If I understand Stan here, I agree with him about the dubious use of DwC for representing Taxon Concepts/Names.  As far as I know, it was really intended as a transfer standard for observation records??  It contains very limited taxon information!  It really is not a overly difficult job to use a more suitable schema/ontology.  I think the popularity of Darwin Core is due to its simplicity - and I wonder if what Roger is proposing will help with this - ie an XML implementation of the ontology as well as an RDF version.  This will allow people to create very simple XML documents with reasonably simple/flat data, eg an xml document of TaxonName entities, with perhaps 6 or 7 or so key fields - even simpler than DwC.   :-)
 
Kevin
 

From: tdwg-tag-bounces@lists.tdwg.org [tdwg-tag-bounces@lists.tdwg.org] On Behalf Of Blum, Stan [sblum@calacademy.org]
Sent: Saturday, 25 April 2009 6:12 a.m.
To: Technical Architecture Group mailing list; exec@tdwg.org
Subject: Re: [tdwg-tag] darwin core terms inside tdwg ontology

From: tdwg-tag-bounces@lists.tdwg.org on behalf of John R. WIECZOREK
Sent: Fri 2009-04-24 8:58 AM
To: Roger Hyam
Cc: Technical Architecture Group mailing list
Subject: Re: [tdwg-tag] darwin core terms inside tdwg ontology

Anything I should do on the DwC side in anticipation of harmony?

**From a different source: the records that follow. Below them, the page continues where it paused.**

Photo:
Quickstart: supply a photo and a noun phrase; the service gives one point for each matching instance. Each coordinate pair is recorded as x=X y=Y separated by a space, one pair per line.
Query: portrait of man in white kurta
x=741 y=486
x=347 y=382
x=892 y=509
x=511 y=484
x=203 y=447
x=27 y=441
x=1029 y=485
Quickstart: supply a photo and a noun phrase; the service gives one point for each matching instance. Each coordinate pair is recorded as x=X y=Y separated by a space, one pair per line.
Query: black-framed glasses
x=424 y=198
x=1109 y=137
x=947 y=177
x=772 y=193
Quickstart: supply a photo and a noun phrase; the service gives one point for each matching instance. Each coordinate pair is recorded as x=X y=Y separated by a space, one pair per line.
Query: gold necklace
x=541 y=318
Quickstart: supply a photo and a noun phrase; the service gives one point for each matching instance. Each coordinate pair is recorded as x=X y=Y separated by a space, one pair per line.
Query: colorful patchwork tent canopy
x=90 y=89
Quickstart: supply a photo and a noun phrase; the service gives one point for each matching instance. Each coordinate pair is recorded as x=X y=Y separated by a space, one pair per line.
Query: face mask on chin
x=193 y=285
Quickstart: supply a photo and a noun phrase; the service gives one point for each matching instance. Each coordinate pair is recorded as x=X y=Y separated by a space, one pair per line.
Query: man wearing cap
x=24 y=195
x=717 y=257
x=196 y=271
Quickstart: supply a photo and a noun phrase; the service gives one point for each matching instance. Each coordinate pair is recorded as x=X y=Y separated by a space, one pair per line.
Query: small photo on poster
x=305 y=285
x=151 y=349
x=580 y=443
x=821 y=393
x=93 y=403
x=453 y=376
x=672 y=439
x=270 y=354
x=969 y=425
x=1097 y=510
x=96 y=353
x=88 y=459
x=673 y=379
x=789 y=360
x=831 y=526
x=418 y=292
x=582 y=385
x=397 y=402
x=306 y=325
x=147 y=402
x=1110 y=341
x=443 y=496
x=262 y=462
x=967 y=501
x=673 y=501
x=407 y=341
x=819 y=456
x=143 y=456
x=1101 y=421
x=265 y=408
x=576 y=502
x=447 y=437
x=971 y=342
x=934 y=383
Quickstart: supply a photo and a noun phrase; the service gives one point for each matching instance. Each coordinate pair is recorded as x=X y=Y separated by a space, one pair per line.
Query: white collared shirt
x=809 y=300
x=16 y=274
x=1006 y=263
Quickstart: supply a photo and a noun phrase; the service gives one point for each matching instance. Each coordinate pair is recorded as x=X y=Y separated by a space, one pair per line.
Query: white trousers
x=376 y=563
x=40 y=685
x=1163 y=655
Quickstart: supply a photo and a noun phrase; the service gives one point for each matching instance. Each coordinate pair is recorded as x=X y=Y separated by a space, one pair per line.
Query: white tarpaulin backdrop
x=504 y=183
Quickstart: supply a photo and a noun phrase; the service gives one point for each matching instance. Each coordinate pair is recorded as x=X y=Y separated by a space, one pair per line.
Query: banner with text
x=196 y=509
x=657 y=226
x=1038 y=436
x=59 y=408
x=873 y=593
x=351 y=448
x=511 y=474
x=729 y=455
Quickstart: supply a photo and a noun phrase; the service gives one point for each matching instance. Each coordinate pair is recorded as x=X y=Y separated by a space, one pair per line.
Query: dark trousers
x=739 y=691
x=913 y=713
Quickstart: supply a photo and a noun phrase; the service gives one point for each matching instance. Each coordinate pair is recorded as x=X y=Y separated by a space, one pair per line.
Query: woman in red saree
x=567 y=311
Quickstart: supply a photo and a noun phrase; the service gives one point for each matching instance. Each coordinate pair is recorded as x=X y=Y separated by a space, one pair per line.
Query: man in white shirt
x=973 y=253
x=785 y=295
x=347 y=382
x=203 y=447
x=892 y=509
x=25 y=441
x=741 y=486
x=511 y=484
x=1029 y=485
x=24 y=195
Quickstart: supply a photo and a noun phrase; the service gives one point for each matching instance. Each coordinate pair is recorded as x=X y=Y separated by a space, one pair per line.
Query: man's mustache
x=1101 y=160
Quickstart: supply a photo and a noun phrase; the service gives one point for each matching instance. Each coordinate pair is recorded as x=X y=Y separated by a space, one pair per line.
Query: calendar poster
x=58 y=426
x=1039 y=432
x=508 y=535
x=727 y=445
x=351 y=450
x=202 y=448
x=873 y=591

http://rs.tdwg.org/dwc/terms/index.htm#theterms

===========================================================

John,
 
At some point, all or (most) of the DarwinCore terms need to be added to the TDWG ontology.
 
But having said that, I also need to say that I'm uncomfortable with:
 
1) The current state of the TDWG ontology (primarily the naming conventions; lets just use terms names), and our understanding of the role it plays in TDWG and how it will be managed (entry of terms, integration of terms into the conceptual [is-a / has-a] relationships to other terms); and
 
2) the fact that the new DarwinCore straddles or overlaps the roles of an ontology and an application schema.
 
I understood the past TAG roadmaps to indicate that we were adopting an approach in which the TDWG Ontology would be a repository for data concepts that are present in (or implied by) TDWG standards; and that real data transmission would be accomplished with application schemas.  The ontology itself would not be a standard, but would be a tool that helps integrate standards.  I thought our standards would be created to function as application schemas or components of application schemas (as in the DwC and its extensions).  I am now pretty confused.  I'd like to hear the rationale for combining taxonomic name/concept with organism occurrence.  I haven't gone over all the existing docs, so apologies if I've missed that, but I think it's confusing that a (new) DarwinCore record could be either a taxonomic name or an organism occurrence, or maybe something else.  Maybe I'm too attached to object orientation and just don't GET the semantic web, but it feels to me like we are stepping into squishy ground.
 
Also, I the the DCMI maintenance procedures are also more appropriately applied to the ontology than a TDWG standard.  The existing process for ratifying TDWG standards and the procedure in the DwC seem to be pretty explicitly in conflict; one can change the other cannot (without becoming another thing).
 
Is anyone else having these same trepidations?  I don't think I've been as much of a Rip Van Winkle as Jim Croft, but I clearly missed some important shifts.